Table: The Long March To Unravel The Mystery Of Genes

1953 James Watson and Francis Crick discover DNA's structure.  
      1966 Scientists finish cracking the genetic code, showing that groups of three 
      molecules in the strand of DNA provide the code for particular amino acids, the 
      building block of proteins.
      1973 Herbert Boyer and Stanley Cohen of Stanford University make the first 
      clones of genes.
      1975 Harvard University researchers isolate and clone the first mammalian gene, 
      a component of hemoglobin in rabbits.
      1977 First human gene cloned.
      1989 Scientists find the cystic fibrosis gene, and go on to nab genes for 
      scores of diseases.
      1990 The Human Genome Project, a 15-year, $3 billion effort to map and sequence 
      all human genes, officially kicks off.
      1990 Craig Venter scales up sequencing of genes, as opposed to "junk" DNA, 
      which makes up 97% of genetic material.

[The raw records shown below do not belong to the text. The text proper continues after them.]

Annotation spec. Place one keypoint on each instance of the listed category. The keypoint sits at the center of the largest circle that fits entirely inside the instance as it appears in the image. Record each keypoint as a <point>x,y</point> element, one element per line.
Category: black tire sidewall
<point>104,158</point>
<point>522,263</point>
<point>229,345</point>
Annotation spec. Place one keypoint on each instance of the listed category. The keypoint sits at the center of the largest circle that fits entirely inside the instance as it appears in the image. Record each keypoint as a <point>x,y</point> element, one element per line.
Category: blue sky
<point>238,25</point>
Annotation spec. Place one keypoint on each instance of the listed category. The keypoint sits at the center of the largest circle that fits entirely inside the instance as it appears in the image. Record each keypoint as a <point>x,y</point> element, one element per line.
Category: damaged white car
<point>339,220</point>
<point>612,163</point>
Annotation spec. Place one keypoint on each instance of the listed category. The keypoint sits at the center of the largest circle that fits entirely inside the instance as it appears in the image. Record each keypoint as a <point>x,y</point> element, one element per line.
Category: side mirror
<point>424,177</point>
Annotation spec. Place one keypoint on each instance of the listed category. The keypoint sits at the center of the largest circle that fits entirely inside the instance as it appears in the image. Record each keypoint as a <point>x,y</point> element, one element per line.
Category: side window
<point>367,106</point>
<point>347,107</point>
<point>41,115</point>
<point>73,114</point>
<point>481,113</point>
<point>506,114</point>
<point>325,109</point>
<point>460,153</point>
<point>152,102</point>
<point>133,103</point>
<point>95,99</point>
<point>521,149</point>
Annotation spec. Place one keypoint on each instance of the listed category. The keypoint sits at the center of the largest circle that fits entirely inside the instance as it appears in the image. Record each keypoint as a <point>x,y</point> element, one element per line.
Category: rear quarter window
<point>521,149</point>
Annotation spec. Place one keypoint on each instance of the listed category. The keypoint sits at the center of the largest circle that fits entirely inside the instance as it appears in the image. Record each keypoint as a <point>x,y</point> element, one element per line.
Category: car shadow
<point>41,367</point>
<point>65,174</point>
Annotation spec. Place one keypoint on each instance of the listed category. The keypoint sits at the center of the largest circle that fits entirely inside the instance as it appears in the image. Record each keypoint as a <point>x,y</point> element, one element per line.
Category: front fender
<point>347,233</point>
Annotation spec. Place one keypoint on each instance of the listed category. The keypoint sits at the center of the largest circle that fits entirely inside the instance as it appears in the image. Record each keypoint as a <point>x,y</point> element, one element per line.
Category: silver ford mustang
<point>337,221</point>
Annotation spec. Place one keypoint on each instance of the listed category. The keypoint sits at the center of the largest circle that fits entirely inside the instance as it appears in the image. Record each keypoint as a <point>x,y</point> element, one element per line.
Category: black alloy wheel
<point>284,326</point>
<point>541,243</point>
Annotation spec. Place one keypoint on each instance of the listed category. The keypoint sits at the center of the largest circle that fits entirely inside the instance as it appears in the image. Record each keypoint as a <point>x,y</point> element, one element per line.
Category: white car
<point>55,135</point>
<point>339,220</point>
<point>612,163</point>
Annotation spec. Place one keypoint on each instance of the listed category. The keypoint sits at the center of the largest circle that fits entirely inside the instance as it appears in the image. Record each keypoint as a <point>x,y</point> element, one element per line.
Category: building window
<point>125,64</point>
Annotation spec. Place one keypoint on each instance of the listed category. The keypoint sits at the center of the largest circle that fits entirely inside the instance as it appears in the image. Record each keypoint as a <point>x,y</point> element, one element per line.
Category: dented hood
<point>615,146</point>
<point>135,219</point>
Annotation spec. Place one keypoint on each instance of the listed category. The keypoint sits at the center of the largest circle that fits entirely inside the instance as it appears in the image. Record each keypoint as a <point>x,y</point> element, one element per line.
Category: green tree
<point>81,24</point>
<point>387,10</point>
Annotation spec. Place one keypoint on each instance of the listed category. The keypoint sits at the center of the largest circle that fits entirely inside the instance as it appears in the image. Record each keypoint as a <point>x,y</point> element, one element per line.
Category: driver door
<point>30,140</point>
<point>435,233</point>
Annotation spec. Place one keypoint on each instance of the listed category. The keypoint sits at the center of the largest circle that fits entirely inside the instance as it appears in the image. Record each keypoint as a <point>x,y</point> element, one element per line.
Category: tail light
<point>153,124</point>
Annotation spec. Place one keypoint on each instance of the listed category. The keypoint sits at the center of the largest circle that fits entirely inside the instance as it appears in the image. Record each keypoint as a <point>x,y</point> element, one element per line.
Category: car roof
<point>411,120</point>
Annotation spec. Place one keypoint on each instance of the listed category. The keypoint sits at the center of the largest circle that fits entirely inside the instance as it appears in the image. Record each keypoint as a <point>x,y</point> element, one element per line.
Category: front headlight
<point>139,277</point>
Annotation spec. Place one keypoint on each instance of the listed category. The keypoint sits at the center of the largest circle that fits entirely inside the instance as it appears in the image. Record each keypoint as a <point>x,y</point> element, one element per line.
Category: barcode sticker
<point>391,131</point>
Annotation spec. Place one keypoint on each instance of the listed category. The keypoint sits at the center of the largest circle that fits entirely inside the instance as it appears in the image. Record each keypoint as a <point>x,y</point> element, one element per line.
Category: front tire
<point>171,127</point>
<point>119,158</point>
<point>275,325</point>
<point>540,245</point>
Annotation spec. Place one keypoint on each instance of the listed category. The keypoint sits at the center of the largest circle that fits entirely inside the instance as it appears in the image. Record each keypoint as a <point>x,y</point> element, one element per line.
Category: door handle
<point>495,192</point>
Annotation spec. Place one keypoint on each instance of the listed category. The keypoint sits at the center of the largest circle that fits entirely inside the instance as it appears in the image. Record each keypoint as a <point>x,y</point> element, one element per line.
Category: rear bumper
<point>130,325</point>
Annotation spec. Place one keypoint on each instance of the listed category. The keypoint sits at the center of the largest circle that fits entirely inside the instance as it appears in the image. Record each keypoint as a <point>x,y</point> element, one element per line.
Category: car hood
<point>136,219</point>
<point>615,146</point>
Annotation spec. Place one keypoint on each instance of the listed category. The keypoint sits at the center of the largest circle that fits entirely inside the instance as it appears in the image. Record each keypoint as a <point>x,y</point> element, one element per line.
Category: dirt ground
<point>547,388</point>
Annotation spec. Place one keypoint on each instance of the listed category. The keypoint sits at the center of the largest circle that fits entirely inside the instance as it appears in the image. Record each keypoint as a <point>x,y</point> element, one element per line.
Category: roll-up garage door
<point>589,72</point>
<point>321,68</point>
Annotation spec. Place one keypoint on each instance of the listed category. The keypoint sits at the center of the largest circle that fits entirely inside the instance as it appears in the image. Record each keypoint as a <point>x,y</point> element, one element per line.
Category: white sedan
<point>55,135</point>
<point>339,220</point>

      1992 By early 1992, Venter has sequenced parts of several thousand genes. He 
      leaves the National Institutes of Health to set up The Institute for Genomic 
      Research (TIGR).
      1994 Merck announces support of a massive sequencing effort at Washington 
      1995 TIGR and its partners have sequenced 85% to 90% of all human genes. Other 
      databases also contain sequences for thousands of genes from bacteria to mice.
      2002 Scientists expect all human DNA to be sequenced along with the genomes of 
      a number of plants and animals.